Removing Printf Code from a Rust Program

Posted on September 2, 2022

In which I try to remove all traces of printf from a Rust program.

Context: a really tiny Rust program

Recently, I was working on a Rust program meant to run in a severely constrained environment; for example, the binary size on disk absolutely had to be under 1 MB, and we were aiming to have it come in around 100 KB. To that end, we had a couple rules for our program:

  • No use of heap allocations

  • No use of printf-style formatting code

We made extensive use of the libc Rust crate. The general style was that Rust, with its safety checks, took care of the “business logic” of the program, and we used libc calls to ensure our interactions with the OS don’t have any unexpected effects (like heap allocations or printf formatting).

So imagine my surprise when adding code to create pseudoterminals caused the binary to suddenly balloon in size. (By “balloon” I mean “increased by an unexpected ~10KB”.)
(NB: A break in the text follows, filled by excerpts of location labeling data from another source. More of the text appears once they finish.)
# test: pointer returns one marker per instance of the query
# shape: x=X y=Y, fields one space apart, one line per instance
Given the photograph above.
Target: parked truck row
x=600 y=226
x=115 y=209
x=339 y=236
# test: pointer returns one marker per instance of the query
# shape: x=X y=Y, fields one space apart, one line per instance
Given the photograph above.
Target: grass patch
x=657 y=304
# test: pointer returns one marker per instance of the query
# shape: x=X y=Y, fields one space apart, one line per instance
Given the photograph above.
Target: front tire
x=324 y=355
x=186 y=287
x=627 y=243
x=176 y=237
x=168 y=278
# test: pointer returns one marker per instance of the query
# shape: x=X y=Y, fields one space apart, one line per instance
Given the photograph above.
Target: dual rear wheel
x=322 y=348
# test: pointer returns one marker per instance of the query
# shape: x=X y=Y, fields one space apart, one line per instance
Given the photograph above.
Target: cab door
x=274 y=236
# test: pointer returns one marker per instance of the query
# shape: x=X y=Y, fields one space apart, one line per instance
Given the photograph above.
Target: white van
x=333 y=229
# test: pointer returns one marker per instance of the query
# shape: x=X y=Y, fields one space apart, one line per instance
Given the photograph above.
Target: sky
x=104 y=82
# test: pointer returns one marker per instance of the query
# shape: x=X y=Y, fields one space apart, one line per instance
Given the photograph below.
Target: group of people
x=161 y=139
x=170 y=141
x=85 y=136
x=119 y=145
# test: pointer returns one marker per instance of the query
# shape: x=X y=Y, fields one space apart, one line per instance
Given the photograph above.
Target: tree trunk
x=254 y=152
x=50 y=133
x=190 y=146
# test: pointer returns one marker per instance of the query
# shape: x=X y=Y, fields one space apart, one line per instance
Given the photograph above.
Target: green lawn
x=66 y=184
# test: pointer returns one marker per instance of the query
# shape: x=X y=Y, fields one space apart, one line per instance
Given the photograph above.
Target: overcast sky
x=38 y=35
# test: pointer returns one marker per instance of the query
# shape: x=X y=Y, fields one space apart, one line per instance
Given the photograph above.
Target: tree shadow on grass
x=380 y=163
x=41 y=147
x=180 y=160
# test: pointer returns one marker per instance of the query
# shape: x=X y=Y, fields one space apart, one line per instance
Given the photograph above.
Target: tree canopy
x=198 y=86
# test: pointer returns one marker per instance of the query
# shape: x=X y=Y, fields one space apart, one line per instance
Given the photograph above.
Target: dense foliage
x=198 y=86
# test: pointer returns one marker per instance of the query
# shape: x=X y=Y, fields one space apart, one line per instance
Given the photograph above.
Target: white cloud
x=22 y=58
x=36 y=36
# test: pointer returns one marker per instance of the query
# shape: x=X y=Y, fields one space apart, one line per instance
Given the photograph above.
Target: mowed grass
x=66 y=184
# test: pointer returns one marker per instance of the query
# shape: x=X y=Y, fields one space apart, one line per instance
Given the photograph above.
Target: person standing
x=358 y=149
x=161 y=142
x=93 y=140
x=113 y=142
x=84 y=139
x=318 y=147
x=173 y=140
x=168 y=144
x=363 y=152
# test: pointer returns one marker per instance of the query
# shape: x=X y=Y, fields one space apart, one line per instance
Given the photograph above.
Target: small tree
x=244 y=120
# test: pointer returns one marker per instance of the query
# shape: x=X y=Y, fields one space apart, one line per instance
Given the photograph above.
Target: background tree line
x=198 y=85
#![cfg_attr(not(test), no_main)]
extern crate libc;

use std::ffi::c_int;
use std::ptr;

#[cfg_attr(not(test), no_mangle)]
fn main() {
    let mut master: c_int = 0;
    let mut slave: c_int = 0;
    if 0 > unsafe {
        libc::openpty(
            &mut master,
            &mut slave,
            ptr::null_mut(),
            ptr::null(),
            ptr::null(),
        )
    } {
        panic!("openpty");
    }
    match unsafe { libc::fork() } {
        -1 => panic!("fork"),
        0 => {
            for fd in 0i32..3 {
                if 0 > unsafe { libc::dup2(slave, fd) } {
                    panic!("dup2");
                }
            }
            // Child execs a shell (or other program) that can be "driven" by
            // the parent program.
            // unsafe { libc::execl(b"/bin/sh\0".as_ptr() as *const c_char, ptr::null()) };
        }
        _ => {
            // parent communicates with child through the master side of the pty
            // read/write calls here (from stdin/stdout or a socket or whatnot)
        }
    }
}

cargo bloat is a handy tool that will tell you what exactly is taking up all that space. Using it to compile and analyze the above snippet1, I get this output:

     File  .text    Size     Crate Name
     4.1%  22.8%  2.9KiB [Unknown] fmt_fp
     3.4%  18.6%  2.3KiB [Unknown] printf_core
     0.6%   3.1%    403B [Unknown] vfprintf
     0.6%   3.0%    391B [Unknown] static_init_tls
     0.5%   3.0%    385B [Unknown] __init_libc
     0.5%   2.9%    366B [Unknown] pop_arg
     0.5%   2.7%    346B [Unknown] _start_c
     0.4%   2.3%    300B [Unknown] openpty
     0.4%   2.1%    268B [Unknown] wcrtomb
     0.3%   1.9%    238B [Unknown] __strchrnul
     0.3%   1.7%    221B [Unknown] __stdio_write
     0.3%   1.5%    196B [Unknown] memchr
     0.3%   1.4%    178B [Unknown] __lockfile
     0.2%   1.4%    175B [Unknown] __fwritex
     0.2%   1.3%    168B [Unknown] vsnprintf
     0.2%   1.3%    162B [Unknown] __lock
     0.2%   1.2%    150B [Unknown] fork
     0.2%   1.2%    148B [Unknown] pad
     0.2%   1.1%    143B [Unknown] fprintf
     0.2%   1.1%    140B [Unknown] sn_write
     3.9%  21.6%  2.7KiB           And 55 smaller methods. Use -n N to show more.
    18.1% 100.0% 12.5KiB           .text section size, the file size is 69.1KiB

Almost 10% of the total file size is taken up by formatting code (fmt_fp, printf_core, and vfprintf). And this is a do-nothing program! In the real code, it used more space. When you’re aiming for <100KB program, even 5–10KB is a noticeable percentage.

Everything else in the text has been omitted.